Sotto la volta celeste solcata dalla via lattea, che, lontano chilometri da qualunque forma di inquinamento luminoso, splende nitida come non mai, il capitano si lascia alle spalle la stella polare e dirige il vascello in Malesia occidentale. Destinazione Penang dove, scriveva Rudyard Kipling, «il migliore è come il peggiore, non ci sono i Dieci comandamenti e un uomo può placare la sua sete. Perché le campane del tempio mi stanno chiamando, ed è lì che vorrei
essere, accanto alla vecchia pagoda, guardando pigramente il mare…». Quel rintocco veniva forse dal Kek Lok Si, «il tempio del paradiso», il più grande del Paese, in cima alla Huock San, la collina che ricorda una gru dalle ali spiegate, e dominato dai sette piani della Pagoda dei dieci mila Buddha, dalla cui cima si scorge effettivamente il mare. L’atmosfera spirituale, però, è leggermente contaminata dall’ingerenza del lato profano: come avviene anche nel Tempio dei serpenti (una quindicina di chilometri più a Sud, così chiamato per le placide vipere, ammansite dagli effluvi d’incenso, che lo abitano), l’accesso al complesso passa per una sorta di grande bazar made in China.
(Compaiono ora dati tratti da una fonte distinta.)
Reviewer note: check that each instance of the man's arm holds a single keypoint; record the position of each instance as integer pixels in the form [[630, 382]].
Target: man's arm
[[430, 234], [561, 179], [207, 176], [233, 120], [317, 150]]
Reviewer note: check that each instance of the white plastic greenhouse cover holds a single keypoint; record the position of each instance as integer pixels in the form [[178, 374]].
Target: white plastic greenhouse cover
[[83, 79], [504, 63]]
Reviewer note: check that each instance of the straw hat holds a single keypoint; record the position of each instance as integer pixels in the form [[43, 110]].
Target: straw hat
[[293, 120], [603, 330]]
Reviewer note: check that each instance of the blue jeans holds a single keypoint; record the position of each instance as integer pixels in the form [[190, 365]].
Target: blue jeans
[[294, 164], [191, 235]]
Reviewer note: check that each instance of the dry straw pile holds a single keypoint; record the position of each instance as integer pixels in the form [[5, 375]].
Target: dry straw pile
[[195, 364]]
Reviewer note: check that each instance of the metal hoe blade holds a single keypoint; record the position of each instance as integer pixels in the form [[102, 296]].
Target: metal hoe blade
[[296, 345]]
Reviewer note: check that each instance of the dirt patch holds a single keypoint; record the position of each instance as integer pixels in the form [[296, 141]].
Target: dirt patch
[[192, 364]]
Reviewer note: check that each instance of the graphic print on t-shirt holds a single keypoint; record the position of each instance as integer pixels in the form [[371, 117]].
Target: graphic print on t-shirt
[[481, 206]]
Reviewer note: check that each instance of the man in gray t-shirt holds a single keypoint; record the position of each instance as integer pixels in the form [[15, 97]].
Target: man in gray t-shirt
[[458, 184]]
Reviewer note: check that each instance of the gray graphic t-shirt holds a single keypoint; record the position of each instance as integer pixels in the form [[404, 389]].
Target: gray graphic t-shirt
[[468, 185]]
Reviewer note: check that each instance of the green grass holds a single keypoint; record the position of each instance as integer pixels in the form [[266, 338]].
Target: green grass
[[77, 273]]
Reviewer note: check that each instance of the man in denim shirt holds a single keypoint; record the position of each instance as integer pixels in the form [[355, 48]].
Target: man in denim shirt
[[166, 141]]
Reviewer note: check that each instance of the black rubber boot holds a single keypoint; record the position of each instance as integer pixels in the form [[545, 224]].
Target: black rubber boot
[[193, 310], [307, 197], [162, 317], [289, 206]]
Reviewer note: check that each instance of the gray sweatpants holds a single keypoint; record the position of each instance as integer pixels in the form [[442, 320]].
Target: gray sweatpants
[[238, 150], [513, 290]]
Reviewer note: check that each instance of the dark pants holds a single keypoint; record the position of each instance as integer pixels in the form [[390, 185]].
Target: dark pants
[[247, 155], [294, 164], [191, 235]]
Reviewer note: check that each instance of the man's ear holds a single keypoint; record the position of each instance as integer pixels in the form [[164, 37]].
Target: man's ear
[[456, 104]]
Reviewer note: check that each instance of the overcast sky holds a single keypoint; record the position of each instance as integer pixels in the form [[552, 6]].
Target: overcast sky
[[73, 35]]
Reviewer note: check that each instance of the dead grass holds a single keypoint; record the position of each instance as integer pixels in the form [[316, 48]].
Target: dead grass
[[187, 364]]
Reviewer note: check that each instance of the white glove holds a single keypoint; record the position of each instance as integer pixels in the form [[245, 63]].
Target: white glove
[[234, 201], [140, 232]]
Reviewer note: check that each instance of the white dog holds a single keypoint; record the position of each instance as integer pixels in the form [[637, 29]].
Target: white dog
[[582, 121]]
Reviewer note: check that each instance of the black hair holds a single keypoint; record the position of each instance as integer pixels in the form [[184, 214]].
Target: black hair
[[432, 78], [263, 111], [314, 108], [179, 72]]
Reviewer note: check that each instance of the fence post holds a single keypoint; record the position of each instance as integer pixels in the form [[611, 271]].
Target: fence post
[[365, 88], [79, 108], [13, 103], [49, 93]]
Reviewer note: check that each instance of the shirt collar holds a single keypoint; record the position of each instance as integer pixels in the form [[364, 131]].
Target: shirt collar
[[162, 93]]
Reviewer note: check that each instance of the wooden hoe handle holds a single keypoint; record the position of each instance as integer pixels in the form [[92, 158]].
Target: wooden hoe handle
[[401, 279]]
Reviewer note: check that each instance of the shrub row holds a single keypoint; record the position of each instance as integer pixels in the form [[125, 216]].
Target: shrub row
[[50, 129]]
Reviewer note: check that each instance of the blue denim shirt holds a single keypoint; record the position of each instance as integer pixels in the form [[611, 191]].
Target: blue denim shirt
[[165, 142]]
Dell’antico splendore del periodo coloniale a George Town, la capitale, sono rimasti i cartelli con i nomi britannici delle strade e 1.700 edifici gioiello, come la Peranakan Mansion, l’eclettica residenza di fine ottocento di uno dei più ricchi uomini di Penang. L’intero centro storico (patrimonio Unesco dal 2008) colpisce per essere proprio un luogo d’incontro architettonico tra modernità europea e raffinatezze asiatiche.
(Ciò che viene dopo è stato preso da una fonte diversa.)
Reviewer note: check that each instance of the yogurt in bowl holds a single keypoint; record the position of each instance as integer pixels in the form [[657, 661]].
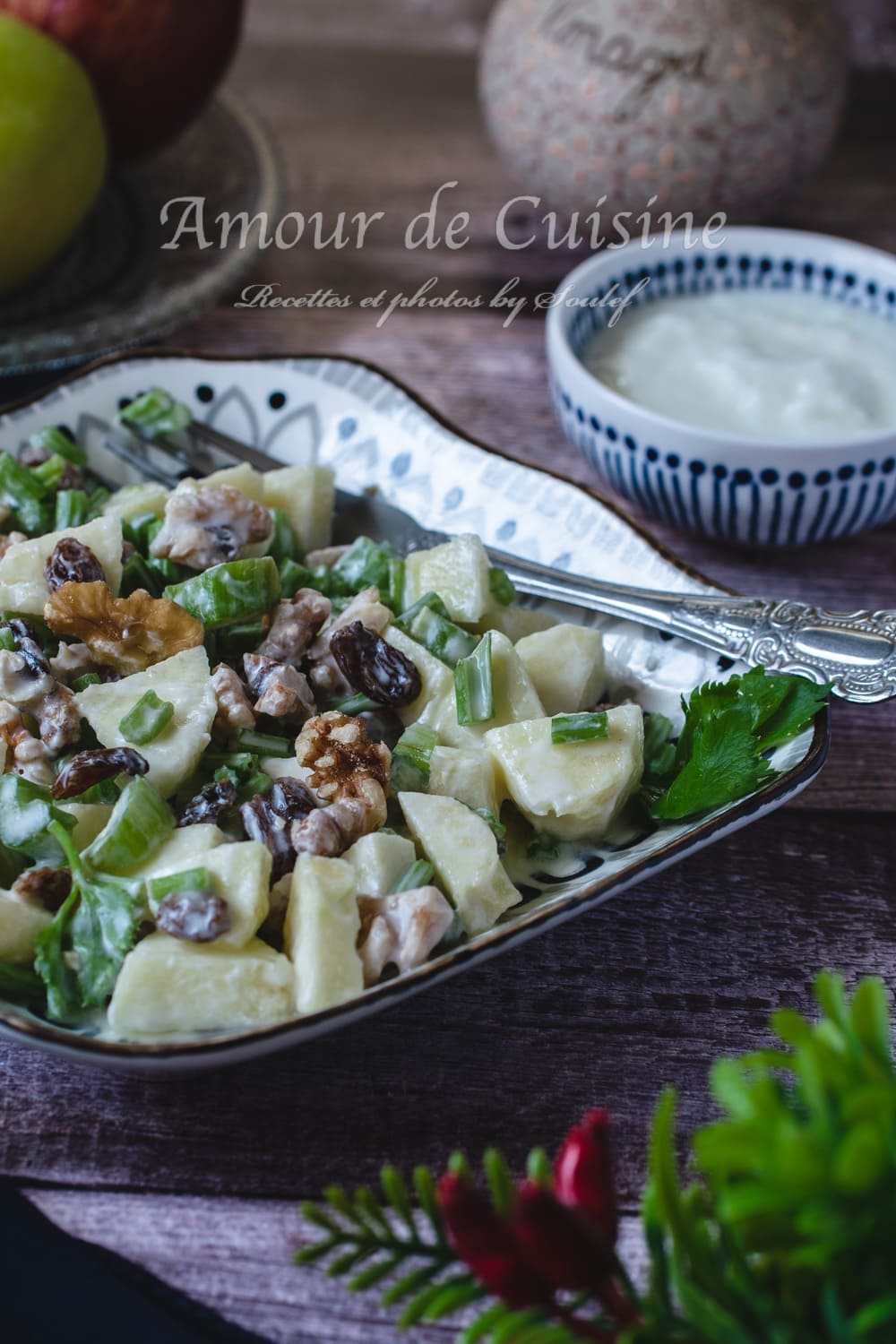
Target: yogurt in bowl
[[745, 390]]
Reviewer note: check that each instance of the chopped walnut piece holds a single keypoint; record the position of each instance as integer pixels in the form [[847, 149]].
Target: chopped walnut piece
[[234, 706], [23, 753], [280, 690], [351, 776], [209, 526], [327, 556], [333, 830], [43, 887], [126, 633], [72, 661], [325, 674], [402, 929], [59, 719], [11, 539], [295, 628]]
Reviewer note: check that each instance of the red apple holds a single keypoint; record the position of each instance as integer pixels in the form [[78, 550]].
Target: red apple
[[153, 62]]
DOPO LO SCONFINAMENTO in Malesia, si fa di nuovo rotta verso la Thailandia. Altre isole, altro parco naturale: gli atolli gemelli di Ko Rok Nok e Ko Rok Nai, due dei 15 che compongono l’arcipelago di Ko Lanta separati da un braccio di mare ampio appena 250 metri, sono immersi in un’area protetta disabitata, chiusa al pubblico da metà maggio a fine ottobre. Foresta tropicale, spiaggia bianca e una barriera corallina quasi tutta ad appena cinque metri di profondità massima ne fanno un paradiso per lo snorkeling, mentre all’interno si possono fare incontri ravvicinati con i grossi varani che si aggirano silenziosi tra gli
alberi della gomma. Poco più a Nord e più vicina alla terraferma c’è invece l’isola di Ko Muk, famosa per la Tham Morakot, grotta di Smeraldo: uno stretto passaggio lungo un’ottantina di metri, dove la luce riflessa dalla roccia trasforma l’acqua in una piscina. Merito anche dei fondali bassi e ricchi di vegetazione, mentre in quelli più alti scorrazzano rari dugonghi bianco cenere.
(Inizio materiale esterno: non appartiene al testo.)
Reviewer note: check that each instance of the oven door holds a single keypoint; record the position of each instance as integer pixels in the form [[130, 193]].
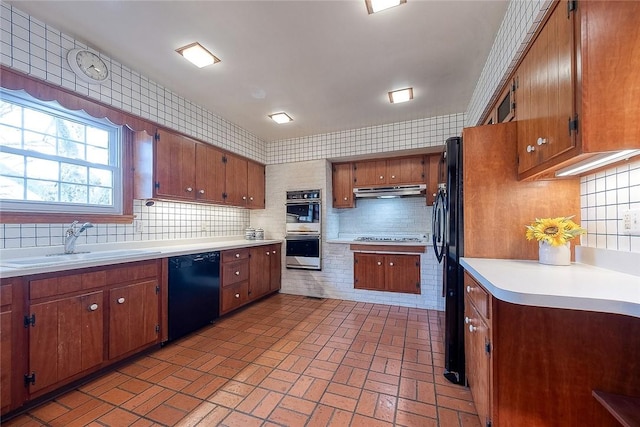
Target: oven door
[[303, 217], [303, 252]]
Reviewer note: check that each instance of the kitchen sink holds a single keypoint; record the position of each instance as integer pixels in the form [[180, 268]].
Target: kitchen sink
[[71, 258]]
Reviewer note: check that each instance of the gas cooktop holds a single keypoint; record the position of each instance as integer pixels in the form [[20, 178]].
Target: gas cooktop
[[387, 239]]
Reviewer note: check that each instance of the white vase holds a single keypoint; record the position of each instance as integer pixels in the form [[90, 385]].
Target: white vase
[[554, 255]]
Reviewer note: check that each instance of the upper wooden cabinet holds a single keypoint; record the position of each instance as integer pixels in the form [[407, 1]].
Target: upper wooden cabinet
[[396, 171], [175, 167], [578, 89], [342, 185]]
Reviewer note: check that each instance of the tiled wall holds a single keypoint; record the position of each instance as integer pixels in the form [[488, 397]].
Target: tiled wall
[[376, 139], [603, 198]]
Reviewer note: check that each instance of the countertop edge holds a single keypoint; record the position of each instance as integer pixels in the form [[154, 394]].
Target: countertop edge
[[573, 302], [159, 252]]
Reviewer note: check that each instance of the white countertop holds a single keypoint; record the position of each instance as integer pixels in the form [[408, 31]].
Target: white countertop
[[148, 250], [577, 286]]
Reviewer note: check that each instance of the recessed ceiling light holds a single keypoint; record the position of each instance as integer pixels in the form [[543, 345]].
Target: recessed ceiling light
[[374, 6], [280, 118], [401, 95], [198, 55]]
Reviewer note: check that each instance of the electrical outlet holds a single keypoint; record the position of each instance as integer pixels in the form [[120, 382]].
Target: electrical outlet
[[631, 222]]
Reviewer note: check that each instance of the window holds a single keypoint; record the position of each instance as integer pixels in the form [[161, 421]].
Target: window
[[55, 160]]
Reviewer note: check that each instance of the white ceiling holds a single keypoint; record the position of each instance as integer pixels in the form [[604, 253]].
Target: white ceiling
[[328, 64]]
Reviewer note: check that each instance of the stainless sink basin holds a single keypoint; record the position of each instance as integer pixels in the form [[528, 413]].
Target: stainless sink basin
[[72, 258]]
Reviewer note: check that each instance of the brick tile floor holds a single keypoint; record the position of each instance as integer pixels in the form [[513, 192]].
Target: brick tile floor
[[284, 361]]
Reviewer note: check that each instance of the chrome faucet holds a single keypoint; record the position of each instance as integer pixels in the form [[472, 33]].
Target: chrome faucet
[[71, 235]]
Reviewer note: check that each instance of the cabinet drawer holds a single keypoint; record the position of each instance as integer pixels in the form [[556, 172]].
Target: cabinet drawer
[[477, 295], [234, 296], [234, 255], [234, 272]]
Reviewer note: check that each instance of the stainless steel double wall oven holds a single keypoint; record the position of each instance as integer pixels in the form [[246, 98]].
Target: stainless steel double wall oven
[[304, 226]]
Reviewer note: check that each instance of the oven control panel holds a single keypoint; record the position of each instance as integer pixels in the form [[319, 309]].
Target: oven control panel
[[303, 195]]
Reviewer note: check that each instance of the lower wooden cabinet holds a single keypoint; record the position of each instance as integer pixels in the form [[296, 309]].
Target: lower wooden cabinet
[[248, 274], [387, 272]]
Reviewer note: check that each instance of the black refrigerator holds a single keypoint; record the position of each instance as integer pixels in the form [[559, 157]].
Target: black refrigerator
[[448, 245]]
Superate le famose isole Phi Phi, prese d’assalto dai turisti alla ricerca delle atmosfere del film The beach, la Star Clipper s’inoltra nella baia di Phang Nga navigando verso un altro set da sogno: Ko Khao Phing Kan, che in thailandese significa letteralmente «le colline che si appoggiano l’una all’altra», ma che da quando fece da sfondo a Agente 007 – L’uomo dalla pistola d’oro tutti chiamano più semplicemente James Bond Island. Per la precisione il nascondiglio di Francisco Scaramanga, l’antagonista di Roger Moore, era Ko Tapu, lo scoglio a forma di cono rovesciato di
UNO DEI SEGRETI PIÙ GELOSAMENTE CUSTODITI DAI MARINAI SONO GLI ISOLOTTI DI KO BUTANG
GEORGE TOWN, IN MALESIA, è UN LUOGO D’INCONTRO TRA MODERNITÀ EUROPEA E RAFFINATEZZE ASIATICHE
fronte alla spiaggia, un «chiodo» di roccia alto 20 metri attorno a cui ronzano motoscafi sportivi e tradizionali long-tail boats, le piccole e agili imbarcazioni in legno dei pescatori, con la prua coperta di collane di fiori colorati.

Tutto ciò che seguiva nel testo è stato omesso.